In the face of the global economic slowdown, inflation, rising interest rates and geopolitical stressors, markets everywhere turned bearish in 2022 and registered significant declines across regions, said the Paris-based research firm’s “World Report Series 2023: Wealth Management.”

As a result, global high-net-worth individual (HNWI) wealth dropped 3.6% to $83 trillion, the sharpest decline since the institute started tracking the data in 2013. And the number of such individuals dropped by 3.3% compared with the prior year, to 21.7 million, the report found.


In North America, however, the declines were more dramatic, with total HNWI wealth falling by 7.4% and the population by 6.9%.


Around the world, portfolio investments shifted from growth to value, as 67% of HNWI made wealth preservation their top priority. The percentage of equities in portfolios dropped to 23% from 29% and fixed income to 15% from 18%, while cash and its equivalents jumped to 34% from 24%, the report said.


The global wealth management outlook wasn’t all bad, however. According to Capgemini, the number of affluent individuals—those with $250,000 to $1 million in investible assets—rose 2.3% to become a nearly $27 trillion demographic. Roughly 46% of these investors reside in North America.

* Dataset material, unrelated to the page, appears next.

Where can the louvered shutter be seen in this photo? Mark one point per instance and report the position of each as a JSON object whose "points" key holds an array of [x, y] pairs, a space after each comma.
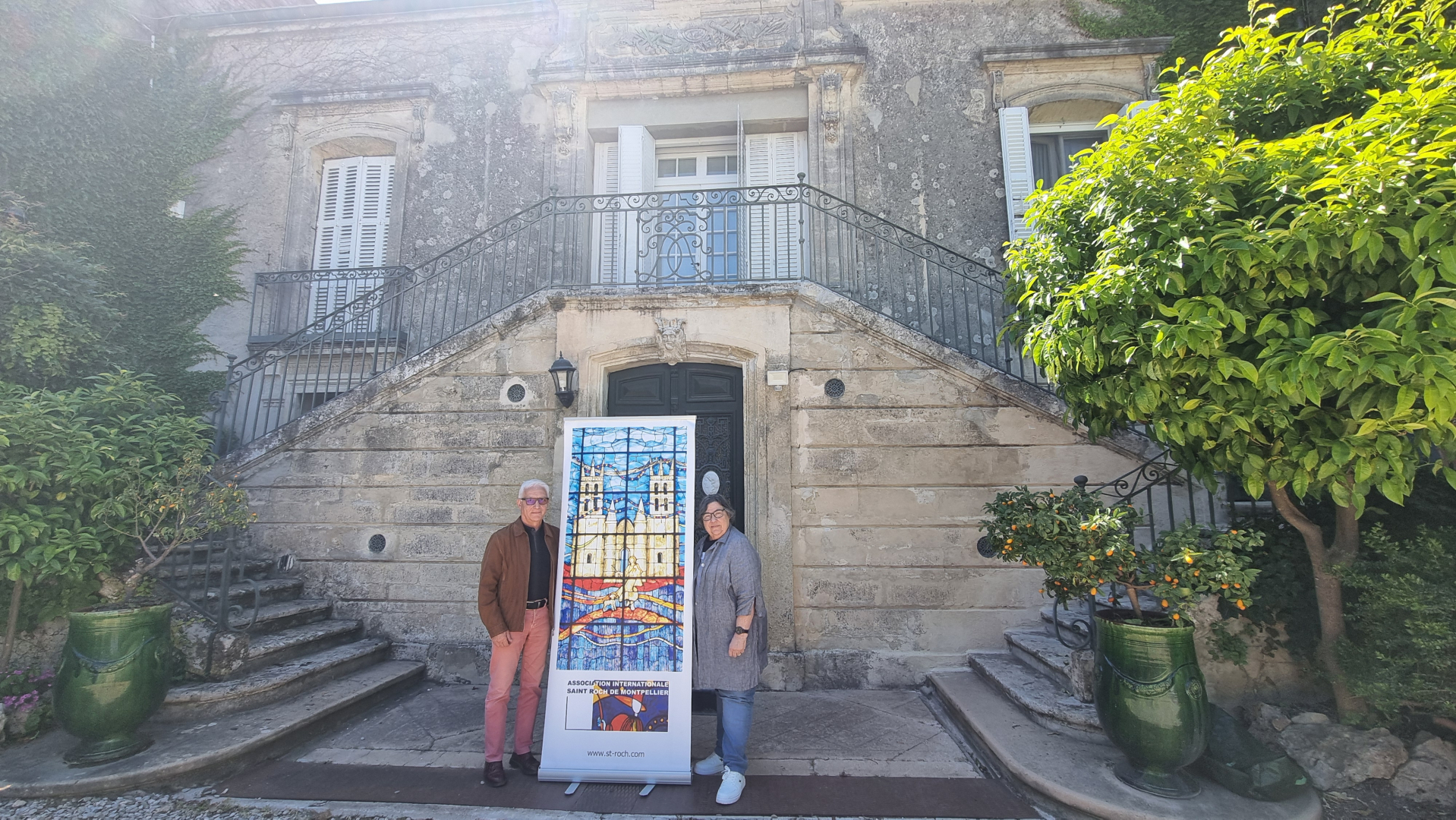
{"points": [[610, 226], [775, 231], [353, 229], [1021, 181]]}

“Wealth management firms hesitate to target and serve the segment because of profitability concerns,” the report said, labelling the affluent as “the next opportunity.” “Embracing new business models may offer providers with a solution.”


For example, accelerating digital transformation to free up advisor and relationship manager time, developing AI-driven tools and augmenting platforms with self-service opportunities could allow firms to reach the affluent market early in their accumulation phase with an eye toward a closer relationship in the future, Capgemini said.


ESG continues to be of high interest to HNWIs, with 63% saying they had asked for reliable and traceable ESG scores for their investments. Yet nearly 50% of wealth managers said they need more ESG information to effectively engage with their clients and 40% said they needed more data themselves to understand ESG impacts.


And when it comes to their relationships with their advisors, 71% of HNWIs would like to see the firm offer value-added services such as tax planning, inheritance advice and estate planning. But only half thought their advisory would be able to deliver fuller service, and this is one area where clients and advisors were in alignment. Half of wealth managers reported that personalizing client services to this extent was challenging.


One reason could be that workflow is still bogged down by manual processes, the report found. Advisors and relationship managers spend roughly two-thirds of their time on non-core activities that do not generate revenue and only one-third on pre-sales and client interactions.


The Capgemini survey was taken in January 2023 and included more than 3,171 high-net-worth participants, 3,203 affluent participants and more than 895 wealth managers, wealth management executives and relationship managers. Produced in partnership with Aon’s Client Insight group, the survey covered high-net-worth investment behavior, value-added services and preference for wealth management providers.